Tras una noche un tanto agotadora, al día siguiente aún quedaban ilusión y ganas para volver a desembarcar en el viejo Laredo y seguir plasmando gráficamente lo que en sus calles acontecía.
En un punto determinado de la plaza de la Constitución de esta villa
marinera bañada por el bravío Cantábrico, el alfarero crea su pieza de
barro ante la mirada de un grupo poco numeroso de pequeñas criaturas
humanas. En otro la herrera y el herrero cruzan sus miradas complices.
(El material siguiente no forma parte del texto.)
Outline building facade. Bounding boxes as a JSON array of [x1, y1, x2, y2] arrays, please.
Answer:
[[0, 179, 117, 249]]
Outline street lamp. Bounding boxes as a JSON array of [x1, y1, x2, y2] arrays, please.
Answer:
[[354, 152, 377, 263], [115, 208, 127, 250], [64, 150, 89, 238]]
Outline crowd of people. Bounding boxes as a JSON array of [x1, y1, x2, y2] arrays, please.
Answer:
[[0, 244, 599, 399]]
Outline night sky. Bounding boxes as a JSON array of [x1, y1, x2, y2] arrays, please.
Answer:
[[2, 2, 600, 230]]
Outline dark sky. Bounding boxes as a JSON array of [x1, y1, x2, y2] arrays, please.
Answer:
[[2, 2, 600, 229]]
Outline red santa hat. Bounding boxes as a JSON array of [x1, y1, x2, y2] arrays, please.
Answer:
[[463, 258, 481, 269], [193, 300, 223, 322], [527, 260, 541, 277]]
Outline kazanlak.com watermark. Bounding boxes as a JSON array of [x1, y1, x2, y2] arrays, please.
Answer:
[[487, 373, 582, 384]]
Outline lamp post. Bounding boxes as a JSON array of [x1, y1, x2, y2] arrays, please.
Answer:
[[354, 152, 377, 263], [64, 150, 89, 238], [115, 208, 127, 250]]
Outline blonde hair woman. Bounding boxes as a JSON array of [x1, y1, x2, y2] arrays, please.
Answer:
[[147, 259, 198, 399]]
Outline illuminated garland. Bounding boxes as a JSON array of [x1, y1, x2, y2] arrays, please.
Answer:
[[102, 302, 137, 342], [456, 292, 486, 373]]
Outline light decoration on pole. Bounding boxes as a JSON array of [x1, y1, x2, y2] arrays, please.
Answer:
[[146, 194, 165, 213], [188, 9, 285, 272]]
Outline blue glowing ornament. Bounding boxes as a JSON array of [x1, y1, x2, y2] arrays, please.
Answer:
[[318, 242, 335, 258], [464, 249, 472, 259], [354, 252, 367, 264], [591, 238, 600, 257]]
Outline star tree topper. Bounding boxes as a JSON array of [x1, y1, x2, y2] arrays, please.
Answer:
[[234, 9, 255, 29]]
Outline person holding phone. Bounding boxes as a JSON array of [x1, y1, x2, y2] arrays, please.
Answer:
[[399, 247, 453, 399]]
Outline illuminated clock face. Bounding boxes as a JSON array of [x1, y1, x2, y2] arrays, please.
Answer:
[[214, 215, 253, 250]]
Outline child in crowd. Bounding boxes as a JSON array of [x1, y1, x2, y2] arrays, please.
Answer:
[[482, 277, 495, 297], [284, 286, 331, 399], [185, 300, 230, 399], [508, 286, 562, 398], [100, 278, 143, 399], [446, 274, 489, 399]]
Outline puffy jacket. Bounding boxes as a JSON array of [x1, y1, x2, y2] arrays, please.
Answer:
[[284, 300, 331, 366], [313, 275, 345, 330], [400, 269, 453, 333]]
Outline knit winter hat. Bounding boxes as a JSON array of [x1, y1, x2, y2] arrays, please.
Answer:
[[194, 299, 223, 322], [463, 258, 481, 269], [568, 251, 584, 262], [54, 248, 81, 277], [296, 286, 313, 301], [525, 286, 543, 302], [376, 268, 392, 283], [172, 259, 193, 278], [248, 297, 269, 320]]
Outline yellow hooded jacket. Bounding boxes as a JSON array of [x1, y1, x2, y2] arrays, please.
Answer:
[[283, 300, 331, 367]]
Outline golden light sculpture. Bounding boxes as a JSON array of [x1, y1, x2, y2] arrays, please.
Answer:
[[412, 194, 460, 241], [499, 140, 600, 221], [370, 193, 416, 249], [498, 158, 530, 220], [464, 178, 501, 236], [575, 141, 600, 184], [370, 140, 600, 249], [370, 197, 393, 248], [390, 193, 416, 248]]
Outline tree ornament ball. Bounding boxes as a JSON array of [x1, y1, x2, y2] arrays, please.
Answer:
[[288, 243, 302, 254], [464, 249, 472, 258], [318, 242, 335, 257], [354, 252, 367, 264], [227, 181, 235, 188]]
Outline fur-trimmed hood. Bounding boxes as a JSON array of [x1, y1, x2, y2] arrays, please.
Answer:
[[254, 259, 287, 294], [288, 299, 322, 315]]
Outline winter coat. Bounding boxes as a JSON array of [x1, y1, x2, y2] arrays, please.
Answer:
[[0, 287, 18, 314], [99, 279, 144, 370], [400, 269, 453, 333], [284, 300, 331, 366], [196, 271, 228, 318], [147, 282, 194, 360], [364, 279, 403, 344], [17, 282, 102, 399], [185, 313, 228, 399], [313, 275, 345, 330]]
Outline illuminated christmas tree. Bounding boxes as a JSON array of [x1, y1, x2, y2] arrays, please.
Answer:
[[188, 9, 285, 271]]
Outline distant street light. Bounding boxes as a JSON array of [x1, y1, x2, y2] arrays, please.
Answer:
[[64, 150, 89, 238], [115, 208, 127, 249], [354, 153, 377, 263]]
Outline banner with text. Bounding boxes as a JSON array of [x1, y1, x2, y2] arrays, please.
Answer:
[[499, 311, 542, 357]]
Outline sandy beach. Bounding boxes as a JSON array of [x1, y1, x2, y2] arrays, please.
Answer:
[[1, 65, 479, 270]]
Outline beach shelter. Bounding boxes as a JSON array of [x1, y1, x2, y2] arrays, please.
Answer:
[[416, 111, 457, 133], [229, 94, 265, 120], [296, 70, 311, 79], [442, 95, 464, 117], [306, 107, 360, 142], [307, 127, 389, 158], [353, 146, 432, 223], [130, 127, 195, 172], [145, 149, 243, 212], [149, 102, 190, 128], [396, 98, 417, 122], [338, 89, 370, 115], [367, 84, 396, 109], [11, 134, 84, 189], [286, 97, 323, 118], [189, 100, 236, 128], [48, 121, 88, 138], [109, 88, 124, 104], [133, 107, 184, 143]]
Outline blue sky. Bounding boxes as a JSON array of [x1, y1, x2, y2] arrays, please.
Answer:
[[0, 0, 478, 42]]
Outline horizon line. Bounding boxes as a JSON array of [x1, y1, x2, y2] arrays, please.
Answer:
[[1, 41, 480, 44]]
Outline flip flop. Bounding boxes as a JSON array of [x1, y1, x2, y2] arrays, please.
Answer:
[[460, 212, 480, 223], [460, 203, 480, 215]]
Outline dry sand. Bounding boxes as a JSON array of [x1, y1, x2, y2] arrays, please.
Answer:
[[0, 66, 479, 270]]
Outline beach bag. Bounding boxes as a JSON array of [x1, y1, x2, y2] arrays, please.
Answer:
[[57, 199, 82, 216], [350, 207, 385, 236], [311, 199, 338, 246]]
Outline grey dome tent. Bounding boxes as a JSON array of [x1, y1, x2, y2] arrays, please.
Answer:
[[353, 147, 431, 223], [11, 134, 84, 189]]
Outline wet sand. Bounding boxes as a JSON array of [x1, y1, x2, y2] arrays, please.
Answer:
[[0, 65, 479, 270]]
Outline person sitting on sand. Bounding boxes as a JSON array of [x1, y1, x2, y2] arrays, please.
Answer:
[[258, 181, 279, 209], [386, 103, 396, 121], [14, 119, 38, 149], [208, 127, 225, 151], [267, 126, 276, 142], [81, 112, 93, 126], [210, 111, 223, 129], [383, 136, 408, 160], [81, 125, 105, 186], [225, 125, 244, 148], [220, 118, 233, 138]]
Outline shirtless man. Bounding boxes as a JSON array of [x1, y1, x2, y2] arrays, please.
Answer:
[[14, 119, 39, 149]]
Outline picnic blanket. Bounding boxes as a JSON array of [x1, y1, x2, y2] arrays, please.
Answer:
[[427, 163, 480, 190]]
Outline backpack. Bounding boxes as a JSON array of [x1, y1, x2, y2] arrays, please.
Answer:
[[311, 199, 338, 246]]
Y
en el tercero un artesano del cristal da forma, bajo el ardiente fuego,
a su delicada obra.
Allí cerca en la calle la cual llaman del
paseo y que te aproxima al nuevo y al viejo puerto, el mismo camino que
te conduce hacia un túnel reparado ya hace varios años; en dirección
opuesta vienen, acompañados de sonidos de gaitas y de cierto gentío,
sendos santinbanquis que forman un todo al construir su acrobacia.
Más tarde me cruzo con dos jóvenes y bellas cortesanas saciando su apetito, ambas luces lentes de épocas futuras.
Sigo
caminando por otra avenida cuando descubro la diminuta figura
anacrónica, fabricada en un material desconocido aunque puedo sospechar
que se trata de yeso, de un rastafari fumando y saboreando los exótico
placeres de una extraña hierba.
Regreso a la anterior y veo a un
vendedor ambulante recorriendo una de sus aceras ofertando futuristas
maquinas para medir el paso despiadado e implacable del tiempo.